The most common inflammatory condition to be associated with chronic back pain is rheumatoid arthritis ( Lawrence 1977 ). Back pain is usually not an early characteristic of the disease, so the diagnosis is known when back pain occurs. If systemic manifestations are not prominent, it can be difficult to be certain about the diagnosis on clinical grounds. Plain films, CT, and MRI all suggest inflammatory spondylotic disease. The diagnosis is confirmed by serological testing. Treatment consists of three phases. The first is treatment of the underlying disease. The second is an exercise programme for lifelong maintenance of axial muscle strength. The third is surgical therapy for spinal instability or root compression syndromes. The majority of rheumatoid spinal problems requiring surgery are cervical, but spinal stenosis in the lumbar region does occur. The syndrome is typical neurogenic claudication. Surgery requires decompression and frequently fusion.

The second common problem is ankylosing spondylitis ( Lawrence 1977 ). This is a disease of males predominantly. Symptoms usually begin with back pain early in life and a progressive history of constant back pain is typical. Radicular or cord compression symptoms are uncommon. The diagnosis is made by the typical ‘bamboo spine’ appearance on plain X-ray or MRI. Treatment is typically symptomatic. As spontaneous fusion progresses up the spine, pain relents in the lumbar region, only to reappear at higher levels progressively.

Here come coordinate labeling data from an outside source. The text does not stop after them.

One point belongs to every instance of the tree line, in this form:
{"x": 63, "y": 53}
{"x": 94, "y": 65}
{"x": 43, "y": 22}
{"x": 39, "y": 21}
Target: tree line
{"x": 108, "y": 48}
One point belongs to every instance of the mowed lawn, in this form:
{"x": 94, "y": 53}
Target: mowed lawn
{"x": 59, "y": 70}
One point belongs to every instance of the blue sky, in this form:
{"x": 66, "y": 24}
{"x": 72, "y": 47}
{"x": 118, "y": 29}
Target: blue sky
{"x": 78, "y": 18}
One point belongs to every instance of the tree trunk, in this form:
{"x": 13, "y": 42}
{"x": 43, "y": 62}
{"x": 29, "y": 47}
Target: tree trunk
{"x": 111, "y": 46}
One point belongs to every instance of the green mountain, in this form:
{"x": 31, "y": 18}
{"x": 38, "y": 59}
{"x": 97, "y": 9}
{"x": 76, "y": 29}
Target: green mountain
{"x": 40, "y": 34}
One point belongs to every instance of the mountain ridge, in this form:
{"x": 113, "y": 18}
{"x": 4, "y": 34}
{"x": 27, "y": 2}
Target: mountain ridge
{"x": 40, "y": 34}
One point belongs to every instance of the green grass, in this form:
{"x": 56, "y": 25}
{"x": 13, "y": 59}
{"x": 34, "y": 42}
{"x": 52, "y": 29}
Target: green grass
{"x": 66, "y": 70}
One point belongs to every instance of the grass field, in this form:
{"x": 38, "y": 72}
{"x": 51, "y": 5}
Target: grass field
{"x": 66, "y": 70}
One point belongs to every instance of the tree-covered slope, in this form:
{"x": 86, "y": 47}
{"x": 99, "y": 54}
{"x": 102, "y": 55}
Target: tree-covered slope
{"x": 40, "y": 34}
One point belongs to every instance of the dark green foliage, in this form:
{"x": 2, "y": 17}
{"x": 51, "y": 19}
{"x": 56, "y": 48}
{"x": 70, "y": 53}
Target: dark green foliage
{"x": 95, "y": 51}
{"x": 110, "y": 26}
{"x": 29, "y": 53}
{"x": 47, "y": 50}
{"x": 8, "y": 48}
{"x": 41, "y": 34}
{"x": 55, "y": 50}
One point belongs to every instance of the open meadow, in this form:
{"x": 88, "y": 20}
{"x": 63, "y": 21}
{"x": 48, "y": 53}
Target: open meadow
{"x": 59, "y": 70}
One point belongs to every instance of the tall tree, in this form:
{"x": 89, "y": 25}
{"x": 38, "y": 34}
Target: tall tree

Psoriatic arthritis is a rare similar disease ( Lawrence 1977 ). The problem is more facet arthropathy with synovial proliferation ( Liu et al 1990 , Xu et al 1990 ). Thus in psoriatic arthritis, root compression syndromes are common and spinal stenosis is typical. Back pain alone is best treated symptomatically. Surgical decompression and occasional stabilization is required for root compression syndromes.

Acromegalic spondylitis is common in untreated patients. Fortunately, with the quality of therapy now available for these pituitary tumours, this problem has become very rare. The syndrome is similar to ankylosing spondylitis, with progressive pain usually beginning in the lumbar region and which ceases with spontaneous fusion. Treatment is symptomatic.

Figure 23-1 Vertebroplasty. A The thoracic compression fracture with a transpedicular needle in the vertebro body. B The injection of methacrylate into the body as seen under fluoroscopy. C The finished product after bilateral transpedicular injection. The body is now filled with methacrylate and strength is restored. Pain relief was immediate.